Social media and the internet have led this generation to have a greater awareness of where they want to go and what they want to do.
“The expectation is definitely whatever they want, they can get,” says Fryer. He adds that “awareness is now ten-fold”, with young clients often knowing exactly what seat they want on a plane, or what their luggage allowance is.
Yet despite this self-assuredness and forward planning, young people still value booking with an expert. “Though they might want an off-the-beaten-track experience, they still want someone to put it all together for them and offer advice,” he says.
“The days of flying out with just two nights’ accommodation booked, some local currency and a backpack are long gone. People want to be much more organised now, which is where an agent comes in.”
The “gap year” concept is less relevant in 2019, with more cash-strapped young people opting for shorter trips, notes Fryer. Escorted tours are therefore becoming more popular, allowing them to maximise their time away by seeing as much as possible. “They’re getting the best-value experience in terms of time on the ground,” he adds.
Mikus says shorted trips are also becoming more popular with G Adventures’ young clients. “Since 2016, we’ve noticed people starting to shift away from long trips and towards 7-10 days of travelling.” The operator has since created shorter versions of its classic itineraries to cater to demand. Trips that are 13-20 days in length are also proving popular, with 39% of G’s young travellers opting for this time duration.
Flexibility is also key to today’s young travellers, with STA seeing an increase in bookings for its tailor-made Flexi and INDI products. The former allows clients to change flights, accommodation or transportation at late notice, paying a small initial deposit to secure the trip, while the latter allows couples, groups of friends or solo travellers to travel on their own bespoke itinerary.
So what top tips can the experts offer for selling to young people? Intrepid, Contiki and G all recommend using social media to effectively market to young clients, though activity should revolve less around promotions and more about building a personal brand for your agency. Young travellers will also expect to use social media for customer service.
“Visual assets like brand videos and user-generated content and images are really effective selling tools,” adds Jeavons. “Every Contiki trip has its own hashtag, and Contiki’s YouTube channel has a load of aspirational video content, from destination guides to travel hacks and vlogs from Contiki Trip Managers.”
Hocking says content should “focus on unique activities and holidays that allow them to give back to the community.

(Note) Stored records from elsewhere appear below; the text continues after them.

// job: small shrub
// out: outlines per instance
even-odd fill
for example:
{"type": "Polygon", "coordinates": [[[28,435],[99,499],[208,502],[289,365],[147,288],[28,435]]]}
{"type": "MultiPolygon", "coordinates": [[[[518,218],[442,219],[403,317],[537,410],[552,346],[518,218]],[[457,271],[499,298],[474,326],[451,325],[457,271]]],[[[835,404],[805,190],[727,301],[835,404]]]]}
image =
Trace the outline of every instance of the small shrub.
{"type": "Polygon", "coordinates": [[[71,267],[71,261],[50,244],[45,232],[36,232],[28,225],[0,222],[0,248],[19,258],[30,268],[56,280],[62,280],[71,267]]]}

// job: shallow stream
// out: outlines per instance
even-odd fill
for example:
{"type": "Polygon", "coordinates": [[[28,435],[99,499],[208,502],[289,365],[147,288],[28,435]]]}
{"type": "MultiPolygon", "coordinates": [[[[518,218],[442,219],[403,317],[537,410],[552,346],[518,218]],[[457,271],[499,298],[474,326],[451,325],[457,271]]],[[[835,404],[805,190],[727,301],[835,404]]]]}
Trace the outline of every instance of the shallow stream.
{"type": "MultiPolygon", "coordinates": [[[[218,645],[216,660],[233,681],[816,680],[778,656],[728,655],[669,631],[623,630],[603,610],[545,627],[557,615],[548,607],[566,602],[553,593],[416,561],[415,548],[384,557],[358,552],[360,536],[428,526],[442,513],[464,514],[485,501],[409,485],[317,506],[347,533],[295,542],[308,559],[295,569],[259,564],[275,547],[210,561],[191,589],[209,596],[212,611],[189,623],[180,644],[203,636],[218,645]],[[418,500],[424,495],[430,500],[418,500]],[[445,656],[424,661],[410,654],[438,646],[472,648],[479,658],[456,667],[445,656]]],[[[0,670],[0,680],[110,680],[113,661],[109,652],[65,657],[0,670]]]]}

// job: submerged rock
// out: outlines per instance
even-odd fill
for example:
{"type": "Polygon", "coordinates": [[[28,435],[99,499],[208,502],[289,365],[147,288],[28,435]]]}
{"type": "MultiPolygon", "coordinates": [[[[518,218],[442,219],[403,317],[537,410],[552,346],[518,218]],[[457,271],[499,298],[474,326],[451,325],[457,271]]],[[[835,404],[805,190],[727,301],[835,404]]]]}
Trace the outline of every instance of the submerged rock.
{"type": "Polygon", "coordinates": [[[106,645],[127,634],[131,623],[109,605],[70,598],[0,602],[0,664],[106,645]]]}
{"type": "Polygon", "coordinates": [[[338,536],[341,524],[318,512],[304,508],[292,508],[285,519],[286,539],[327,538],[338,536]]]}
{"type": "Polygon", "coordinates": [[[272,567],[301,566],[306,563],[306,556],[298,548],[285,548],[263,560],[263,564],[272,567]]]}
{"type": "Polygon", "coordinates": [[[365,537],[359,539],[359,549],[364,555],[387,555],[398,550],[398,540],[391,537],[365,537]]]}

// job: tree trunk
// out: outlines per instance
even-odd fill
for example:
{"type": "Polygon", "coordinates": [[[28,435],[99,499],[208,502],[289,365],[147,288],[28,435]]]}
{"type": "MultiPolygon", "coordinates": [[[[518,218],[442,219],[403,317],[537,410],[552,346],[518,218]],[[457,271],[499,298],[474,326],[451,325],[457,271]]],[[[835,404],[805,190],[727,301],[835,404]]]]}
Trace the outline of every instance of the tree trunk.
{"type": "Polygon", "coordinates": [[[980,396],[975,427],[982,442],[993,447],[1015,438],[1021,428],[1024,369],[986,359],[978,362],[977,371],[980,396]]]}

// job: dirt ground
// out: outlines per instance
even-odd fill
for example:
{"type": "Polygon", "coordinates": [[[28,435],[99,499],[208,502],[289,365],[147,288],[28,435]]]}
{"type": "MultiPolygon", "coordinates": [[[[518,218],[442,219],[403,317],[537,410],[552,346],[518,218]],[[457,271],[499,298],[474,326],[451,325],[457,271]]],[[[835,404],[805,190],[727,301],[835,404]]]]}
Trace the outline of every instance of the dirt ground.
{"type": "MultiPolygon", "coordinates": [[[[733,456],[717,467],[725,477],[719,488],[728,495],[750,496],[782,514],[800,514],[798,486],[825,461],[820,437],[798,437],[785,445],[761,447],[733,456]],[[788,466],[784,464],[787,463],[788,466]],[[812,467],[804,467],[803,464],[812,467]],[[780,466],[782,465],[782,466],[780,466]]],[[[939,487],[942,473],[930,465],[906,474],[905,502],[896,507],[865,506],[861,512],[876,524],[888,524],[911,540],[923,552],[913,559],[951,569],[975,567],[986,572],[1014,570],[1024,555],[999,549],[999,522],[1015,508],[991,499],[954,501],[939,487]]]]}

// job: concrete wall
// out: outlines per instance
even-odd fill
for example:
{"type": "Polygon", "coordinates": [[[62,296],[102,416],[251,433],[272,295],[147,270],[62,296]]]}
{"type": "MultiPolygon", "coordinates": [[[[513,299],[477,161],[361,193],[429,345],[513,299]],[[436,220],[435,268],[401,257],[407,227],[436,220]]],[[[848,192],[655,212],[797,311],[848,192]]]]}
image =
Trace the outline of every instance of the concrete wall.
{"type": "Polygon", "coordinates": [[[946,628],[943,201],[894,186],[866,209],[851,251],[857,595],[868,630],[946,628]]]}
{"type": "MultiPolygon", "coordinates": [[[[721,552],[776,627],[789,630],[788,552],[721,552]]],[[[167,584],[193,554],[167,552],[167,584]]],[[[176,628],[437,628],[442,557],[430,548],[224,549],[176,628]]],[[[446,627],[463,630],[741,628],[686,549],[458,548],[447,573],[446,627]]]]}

They are also influenced by ‘what’s hot right now’ trends, such as veganism and wellness.”
Fryer believes it’s important for agents to have experienced the product in order to sell effectively. “We’re sending more of our agents on volunteering fams for this reason.”
Younger agents will also likely be more successful at selling to this market. Most importantly, ensure the “hard sell” approach is left behind: “They want a relationship with [an agent] who has travelled and experienced the product for themselves, and an open and honest conversation about their trip.”
Contiki’s 11-day Cape, Safari & Falls South Africa trip is priced from £1,785pp, including 10 nights’ accommodation (three in a hotel, six in an African lodge and one luxury safari camping), breakfast, some meals and transport but excluding flights.
Intrepid’s 11-day Essential Morocco is from £513pp, including accommodation and ground transport but excluding international flights.
G Adventures’ Indochina Discovery 30-day tour runs from and to Bangkok taking in highlights including Siem Reap, Ho Chi Minh, Halong Bay, Chiang Khong and Chiang Mai, priced from £1,749pp excluding flights.